More to come as a I experiment with them.

'NULL' was not declared in scope

(and cout, for that matter).

  • For NULL: use #include or
  • For cout: use the scope operator: std::cout or put 'using std::cout' at the top of the file.

Local SVN create and import troubles

I have this problem every time I try to create a new repository to use for version control.

First:

svnadmin has this thing about the 'create' feature using a path, not a URL, so the command (on Mac OS X) should be:

$ svnadmin create /Users/adam/vc/code

where /Users/adam/vc was already created via the

$ mkdir /Users/adam/vc

command.

Second:

Say you want to import a folder to your newly created repository.
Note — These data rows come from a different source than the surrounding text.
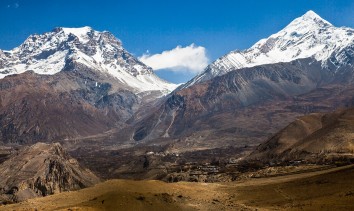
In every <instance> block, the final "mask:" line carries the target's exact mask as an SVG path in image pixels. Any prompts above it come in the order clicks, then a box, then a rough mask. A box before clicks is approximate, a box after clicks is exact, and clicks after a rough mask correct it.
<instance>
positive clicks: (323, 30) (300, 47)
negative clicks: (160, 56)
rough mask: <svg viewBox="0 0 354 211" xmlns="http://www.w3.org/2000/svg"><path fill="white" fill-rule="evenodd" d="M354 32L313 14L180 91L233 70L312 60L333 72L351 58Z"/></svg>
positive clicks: (251, 49)
mask: <svg viewBox="0 0 354 211" xmlns="http://www.w3.org/2000/svg"><path fill="white" fill-rule="evenodd" d="M353 42H354V30H353V29H351V28H347V27H335V26H333V25H332V24H331V23H329V22H328V21H326V20H324V19H322V18H321V17H320V16H318V15H317V14H316V13H314V12H313V11H308V12H307V13H306V14H304V15H303V16H301V17H299V18H297V19H295V20H294V21H292V22H291V23H290V24H289V25H287V26H286V27H285V28H284V29H282V30H281V31H279V32H278V33H276V34H273V35H271V36H269V37H268V38H266V39H262V40H260V41H258V42H257V43H255V44H254V45H253V46H252V47H251V48H249V49H247V50H244V51H239V50H236V51H232V52H230V53H228V54H226V55H225V56H223V57H221V58H219V59H217V60H216V61H214V62H213V63H212V64H210V65H209V66H208V67H207V68H206V69H205V71H204V72H202V73H201V74H199V75H198V76H196V77H195V78H193V79H192V80H191V81H189V82H188V83H186V84H185V85H183V86H182V87H188V86H191V85H193V84H195V83H200V82H203V81H207V80H210V79H212V78H214V77H216V76H221V75H224V74H226V73H228V72H230V71H234V70H236V69H242V68H245V67H254V66H259V65H263V64H274V63H279V62H290V61H294V60H297V59H303V58H313V59H315V60H316V61H319V62H321V66H322V67H324V68H330V69H331V70H332V71H335V69H337V68H338V67H340V66H342V65H344V66H345V65H347V63H348V59H350V58H352V56H351V55H352V49H353Z"/></svg>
Per the help, it should be as simple as:

$ svn import file:///Users/adam/vc/code

where it assumes that the base folder is '.'. You can use -m to create the initial import message, but I have it bring up Vim as my editor.

Yay, it works, though I did have to fuddle with the invalid URL message a few times.

Great, let me check out my nice shiny new code so it's actually under version control:

$ svn co file://Users/adam/vc/code

Damn! What the hell is: "svn: Unable to open an ra_local session to URL" and "svn: Local URL 'file://Users/adam/vc/code' contains unsupported hostname"?

or for that matter this list of other errors as I play with the command?

svn: Local URL 'file://Users/adam/vc/code' contains unsupported hostname
svn: ':/Users/adam/vc/code' does not appear to be a URL
svn: Client error in parsing arguments

To say the least, it's been a big hassle. Here is what worked.

  1. Delete the folder that you may have already created in the repository folder (in my case 'code')
  2. Create the repository using this command: svnadmin create /Users/adam/vc/code (note: no 'file://' protocol).
  3. Create a folder that has the code you want to put under version control. Make sure the files you want in it are backed up, because you're going to delete it later. I named mine 'code' in this example.
  4. Import the folder (you need to be outside of the folder when you run this): svn import code file:///Users/adam/vc/code
  5. Remove the folder: rm -r code
  6. Checkout the folder from the repository: svn co file:///Users/adam/vc/code
There, that should it. All your files should scroll past you as it creates a new folder (in my case 'code') that is now under version control.

Why is this so painful? Granted, I didn't pay attention closely this time, but I had just done this on a Windows machine (under Cygwin) with no problems at all, so I assumed it'd be the same (of course, forgetting past experiences).